The hardest part is not building any individual component but making them all work together reliably.

This insight applies far beyond recommendation systems. A credit scoring system at Meridian Financial faces the same integration challenge: the XGBoost model (Chapter 6), the ECOA fairness audit (Chapter 31), the SR 11-7 validation gate (Chapter 28), the quarterly retraining pipeline (Chapter 29), and the model risk management documentation all must compose into a coherent system with clear interfaces and explicit tradeoffs. A climate forecasting system faces the same challenge with different components: the temporal fusion transformer (Chapter 23), the spatial CNN (Chapter 8), the uncertainty quantification (Chapter 34), and the ensemble integration (Chapter 26). The components change; the craft of integration does not.

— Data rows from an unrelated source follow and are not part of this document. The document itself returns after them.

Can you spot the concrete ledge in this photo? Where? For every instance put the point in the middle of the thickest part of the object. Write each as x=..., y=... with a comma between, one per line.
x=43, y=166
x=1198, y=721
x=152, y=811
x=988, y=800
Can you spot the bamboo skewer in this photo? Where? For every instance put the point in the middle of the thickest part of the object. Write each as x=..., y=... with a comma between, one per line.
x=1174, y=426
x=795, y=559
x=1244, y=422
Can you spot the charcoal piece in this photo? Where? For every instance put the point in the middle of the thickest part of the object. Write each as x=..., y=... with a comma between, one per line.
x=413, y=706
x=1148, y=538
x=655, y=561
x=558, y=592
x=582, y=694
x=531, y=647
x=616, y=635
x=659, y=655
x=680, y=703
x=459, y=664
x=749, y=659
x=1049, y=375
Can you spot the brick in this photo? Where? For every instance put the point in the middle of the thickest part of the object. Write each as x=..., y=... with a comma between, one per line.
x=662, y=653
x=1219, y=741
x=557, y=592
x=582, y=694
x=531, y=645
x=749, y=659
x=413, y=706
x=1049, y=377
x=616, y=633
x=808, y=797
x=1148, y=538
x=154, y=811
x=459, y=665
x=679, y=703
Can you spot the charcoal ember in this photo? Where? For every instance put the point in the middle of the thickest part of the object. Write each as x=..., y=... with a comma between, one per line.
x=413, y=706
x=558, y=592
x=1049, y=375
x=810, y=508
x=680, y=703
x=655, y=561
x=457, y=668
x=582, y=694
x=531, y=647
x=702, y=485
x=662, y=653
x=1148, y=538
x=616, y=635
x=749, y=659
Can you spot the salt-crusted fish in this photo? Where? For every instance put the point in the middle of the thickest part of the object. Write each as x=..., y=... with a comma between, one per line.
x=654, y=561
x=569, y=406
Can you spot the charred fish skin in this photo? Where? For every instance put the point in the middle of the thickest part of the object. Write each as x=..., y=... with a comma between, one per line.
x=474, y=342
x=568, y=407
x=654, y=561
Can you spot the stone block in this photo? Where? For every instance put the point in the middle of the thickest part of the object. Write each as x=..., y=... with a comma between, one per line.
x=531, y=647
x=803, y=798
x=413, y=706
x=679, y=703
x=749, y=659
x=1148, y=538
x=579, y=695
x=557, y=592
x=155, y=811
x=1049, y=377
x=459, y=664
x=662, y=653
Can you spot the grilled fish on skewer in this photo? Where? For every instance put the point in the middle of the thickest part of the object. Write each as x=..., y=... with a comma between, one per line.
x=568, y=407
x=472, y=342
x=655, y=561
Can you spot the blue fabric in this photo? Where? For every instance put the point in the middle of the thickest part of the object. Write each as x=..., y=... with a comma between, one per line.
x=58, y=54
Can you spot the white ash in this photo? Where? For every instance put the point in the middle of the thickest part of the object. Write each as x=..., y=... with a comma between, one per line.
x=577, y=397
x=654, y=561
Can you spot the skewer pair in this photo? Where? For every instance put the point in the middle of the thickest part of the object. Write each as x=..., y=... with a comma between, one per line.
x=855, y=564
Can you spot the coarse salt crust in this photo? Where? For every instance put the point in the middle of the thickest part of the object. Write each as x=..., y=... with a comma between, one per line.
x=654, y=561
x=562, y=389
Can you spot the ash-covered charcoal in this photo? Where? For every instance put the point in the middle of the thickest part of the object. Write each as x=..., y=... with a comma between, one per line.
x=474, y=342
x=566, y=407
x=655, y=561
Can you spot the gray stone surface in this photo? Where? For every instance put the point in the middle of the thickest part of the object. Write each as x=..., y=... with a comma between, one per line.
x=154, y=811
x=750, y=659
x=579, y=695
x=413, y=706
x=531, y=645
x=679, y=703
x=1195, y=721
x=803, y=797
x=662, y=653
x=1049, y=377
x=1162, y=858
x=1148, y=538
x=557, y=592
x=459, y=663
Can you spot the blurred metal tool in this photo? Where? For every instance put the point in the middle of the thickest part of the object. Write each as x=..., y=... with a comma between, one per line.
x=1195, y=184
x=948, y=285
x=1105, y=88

This is the craft of the senior data scientist. It is the craft this entire book has been preparing you to practice.


Chapter Summary

This chapter defined the capstone project: a complete production recommendation system built from the components developed across all 35 preceding chapters. Three tracks (A Minimal, B Standard, C Full) provide increasing levels of ambition, each with explicit component inventories, deliverable requirements, and expected performance targets. The technical design document template structures the engineering narrative. Architecture Decision Records document the why behind every architectural choice. The three-level evaluation framework (model, system, business) ensures that evaluation goes beyond predictive accuracy to include system reliability, causal impact, and fairness. Stakeholder presentation guidance adapts the same system to different audiences. The technical roadmap transforms the capstone from a one-time project into a foundation for ongoing improvement. The TCO and ROI analysis justifies the system's existence in financial terms. The technical debt register makes accumulated compromises explicit. The retrospective framework consolidates the hard-won lessons of integration into reusable wisdom.

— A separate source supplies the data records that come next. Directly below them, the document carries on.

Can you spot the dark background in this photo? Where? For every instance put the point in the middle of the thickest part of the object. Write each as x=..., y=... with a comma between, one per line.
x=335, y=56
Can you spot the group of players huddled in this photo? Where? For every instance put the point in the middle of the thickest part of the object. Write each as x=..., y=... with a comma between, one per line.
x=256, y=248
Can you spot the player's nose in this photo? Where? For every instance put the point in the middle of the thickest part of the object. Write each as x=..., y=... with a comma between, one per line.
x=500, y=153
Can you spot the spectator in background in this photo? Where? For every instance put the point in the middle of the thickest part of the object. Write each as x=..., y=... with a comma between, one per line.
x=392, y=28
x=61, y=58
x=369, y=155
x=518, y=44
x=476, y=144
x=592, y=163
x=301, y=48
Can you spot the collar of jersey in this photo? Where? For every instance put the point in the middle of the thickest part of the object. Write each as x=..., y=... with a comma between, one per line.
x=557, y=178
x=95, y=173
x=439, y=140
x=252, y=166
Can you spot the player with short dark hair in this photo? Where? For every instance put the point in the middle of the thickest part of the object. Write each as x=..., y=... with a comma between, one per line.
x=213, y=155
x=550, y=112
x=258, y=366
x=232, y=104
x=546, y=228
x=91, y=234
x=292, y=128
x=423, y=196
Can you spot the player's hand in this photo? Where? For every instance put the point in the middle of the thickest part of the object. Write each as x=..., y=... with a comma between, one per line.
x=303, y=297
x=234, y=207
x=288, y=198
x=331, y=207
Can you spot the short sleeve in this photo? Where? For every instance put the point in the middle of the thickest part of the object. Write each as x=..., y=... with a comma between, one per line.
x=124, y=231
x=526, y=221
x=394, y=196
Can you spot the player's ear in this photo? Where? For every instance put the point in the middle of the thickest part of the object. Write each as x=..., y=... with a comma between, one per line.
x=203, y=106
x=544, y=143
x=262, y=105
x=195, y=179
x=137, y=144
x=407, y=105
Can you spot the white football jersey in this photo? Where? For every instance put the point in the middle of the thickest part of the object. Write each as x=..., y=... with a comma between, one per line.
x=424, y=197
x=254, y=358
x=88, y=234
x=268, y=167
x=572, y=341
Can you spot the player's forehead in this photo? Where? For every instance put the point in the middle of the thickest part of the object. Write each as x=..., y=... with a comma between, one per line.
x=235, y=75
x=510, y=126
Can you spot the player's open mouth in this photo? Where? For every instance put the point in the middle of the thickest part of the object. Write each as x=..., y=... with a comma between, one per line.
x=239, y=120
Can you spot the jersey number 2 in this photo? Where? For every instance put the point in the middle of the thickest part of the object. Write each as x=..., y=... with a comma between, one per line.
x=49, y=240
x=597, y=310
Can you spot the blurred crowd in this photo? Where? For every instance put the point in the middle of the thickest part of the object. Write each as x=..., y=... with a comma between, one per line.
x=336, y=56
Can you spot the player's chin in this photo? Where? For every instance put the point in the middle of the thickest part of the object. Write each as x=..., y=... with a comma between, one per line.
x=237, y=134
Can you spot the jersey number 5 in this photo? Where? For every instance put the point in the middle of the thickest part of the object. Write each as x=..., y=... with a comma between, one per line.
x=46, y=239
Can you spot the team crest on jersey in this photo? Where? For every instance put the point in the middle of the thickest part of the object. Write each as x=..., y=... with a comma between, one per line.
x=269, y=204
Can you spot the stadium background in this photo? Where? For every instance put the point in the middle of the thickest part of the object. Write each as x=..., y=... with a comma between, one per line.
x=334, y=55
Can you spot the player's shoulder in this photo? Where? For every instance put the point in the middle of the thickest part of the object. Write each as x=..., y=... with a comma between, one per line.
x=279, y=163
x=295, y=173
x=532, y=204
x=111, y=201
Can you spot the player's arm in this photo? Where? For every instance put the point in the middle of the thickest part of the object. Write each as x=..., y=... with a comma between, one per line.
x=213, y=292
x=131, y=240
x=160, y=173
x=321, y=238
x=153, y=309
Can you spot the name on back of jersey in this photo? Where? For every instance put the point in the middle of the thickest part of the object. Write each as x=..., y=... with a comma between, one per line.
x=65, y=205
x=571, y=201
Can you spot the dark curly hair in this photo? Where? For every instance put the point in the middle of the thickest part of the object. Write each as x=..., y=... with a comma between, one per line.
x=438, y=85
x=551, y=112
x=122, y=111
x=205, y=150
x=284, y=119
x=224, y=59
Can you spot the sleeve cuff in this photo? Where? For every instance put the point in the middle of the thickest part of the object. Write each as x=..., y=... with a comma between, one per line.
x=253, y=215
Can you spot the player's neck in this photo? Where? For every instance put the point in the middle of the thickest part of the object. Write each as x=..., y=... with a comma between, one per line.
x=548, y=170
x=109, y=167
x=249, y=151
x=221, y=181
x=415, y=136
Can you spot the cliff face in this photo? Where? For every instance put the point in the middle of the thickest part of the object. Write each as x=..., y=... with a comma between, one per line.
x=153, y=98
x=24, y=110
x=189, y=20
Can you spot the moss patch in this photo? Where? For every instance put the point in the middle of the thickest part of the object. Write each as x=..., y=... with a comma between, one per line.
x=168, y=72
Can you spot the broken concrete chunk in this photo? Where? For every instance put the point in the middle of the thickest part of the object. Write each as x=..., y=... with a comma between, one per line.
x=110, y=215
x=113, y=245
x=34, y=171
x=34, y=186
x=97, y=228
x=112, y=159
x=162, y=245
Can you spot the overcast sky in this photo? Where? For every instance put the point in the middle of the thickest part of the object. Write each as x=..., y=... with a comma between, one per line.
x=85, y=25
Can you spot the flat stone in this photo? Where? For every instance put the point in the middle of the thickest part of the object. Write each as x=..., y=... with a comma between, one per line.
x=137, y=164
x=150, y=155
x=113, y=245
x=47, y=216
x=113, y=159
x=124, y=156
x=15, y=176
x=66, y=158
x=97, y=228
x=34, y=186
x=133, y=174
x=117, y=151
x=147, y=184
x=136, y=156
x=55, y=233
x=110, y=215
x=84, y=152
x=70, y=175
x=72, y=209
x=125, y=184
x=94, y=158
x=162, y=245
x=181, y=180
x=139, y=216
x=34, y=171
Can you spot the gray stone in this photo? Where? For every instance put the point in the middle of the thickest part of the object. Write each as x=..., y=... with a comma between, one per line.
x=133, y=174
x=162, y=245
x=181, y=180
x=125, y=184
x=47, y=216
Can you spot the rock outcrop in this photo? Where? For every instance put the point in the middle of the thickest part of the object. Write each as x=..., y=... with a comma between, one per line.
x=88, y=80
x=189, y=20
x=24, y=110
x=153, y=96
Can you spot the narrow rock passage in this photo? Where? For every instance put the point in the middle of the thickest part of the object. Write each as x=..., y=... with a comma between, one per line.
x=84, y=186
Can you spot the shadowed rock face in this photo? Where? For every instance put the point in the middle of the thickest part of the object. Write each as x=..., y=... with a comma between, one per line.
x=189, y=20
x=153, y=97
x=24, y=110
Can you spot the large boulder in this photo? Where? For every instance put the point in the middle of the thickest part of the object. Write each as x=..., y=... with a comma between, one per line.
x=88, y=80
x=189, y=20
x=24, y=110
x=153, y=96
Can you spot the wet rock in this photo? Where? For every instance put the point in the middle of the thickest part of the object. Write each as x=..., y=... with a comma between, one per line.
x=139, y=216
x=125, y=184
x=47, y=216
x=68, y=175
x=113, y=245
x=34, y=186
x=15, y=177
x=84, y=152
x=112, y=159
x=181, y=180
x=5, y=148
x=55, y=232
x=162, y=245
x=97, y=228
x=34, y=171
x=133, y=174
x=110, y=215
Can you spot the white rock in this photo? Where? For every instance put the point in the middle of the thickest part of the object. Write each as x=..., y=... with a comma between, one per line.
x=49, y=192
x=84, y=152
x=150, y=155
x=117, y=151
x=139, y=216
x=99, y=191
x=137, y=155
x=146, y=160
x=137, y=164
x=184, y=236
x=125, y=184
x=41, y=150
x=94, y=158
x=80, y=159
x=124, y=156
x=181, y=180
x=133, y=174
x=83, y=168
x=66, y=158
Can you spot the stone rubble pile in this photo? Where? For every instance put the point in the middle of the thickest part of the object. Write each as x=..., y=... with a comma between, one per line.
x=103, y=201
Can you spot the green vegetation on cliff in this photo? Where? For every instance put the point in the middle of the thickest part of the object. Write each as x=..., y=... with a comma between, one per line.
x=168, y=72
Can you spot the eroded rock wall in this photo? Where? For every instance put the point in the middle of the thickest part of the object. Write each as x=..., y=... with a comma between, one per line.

The capstone is the most difficult chapter in this book — not because it introduces new techniques, but because it requires you to use all of them simultaneously. Every simplifying assumption you made in isolation collides with every other simplifying assumption. Every component's output format must match the next component's input format. Every latency budget must sum to less than 200 milliseconds. Every fairness constraint must be compatible with every optimization objective.

The hardest part is not building any individual component but making them all work together reliably.


Notes

The three-track structure is inspired by the tiered project designs in Chip Huyen's Designing Machine Learning Systems (O'Reilly, 2022) and the MLOps maturity model from Google's "MLOps: Continuous delivery and automation pipelines in machine learning" (2020). The ADR format follows Michael Nygard's "Documenting Architecture Decisions" (2011). The technical design document template is adapted from design doc practices at Google, Meta, and Stripe, as described in Will Larson's Staff Engineer: Leadership Beyond the Management Track (2021). The TCO framework draws on cloud cost optimization literature, particularly Corey Quinn's "Last Week in AWS" analyses. The retrospective structure follows Esther Derby and Diana Larsen's Agile Retrospectives: Making Good Teams Great (Pragmatic Bookshelf, 2006). The three-slide executive presentation rule is a simplification of Barbara Minto's pyramid principle, adapted for ML system presentations.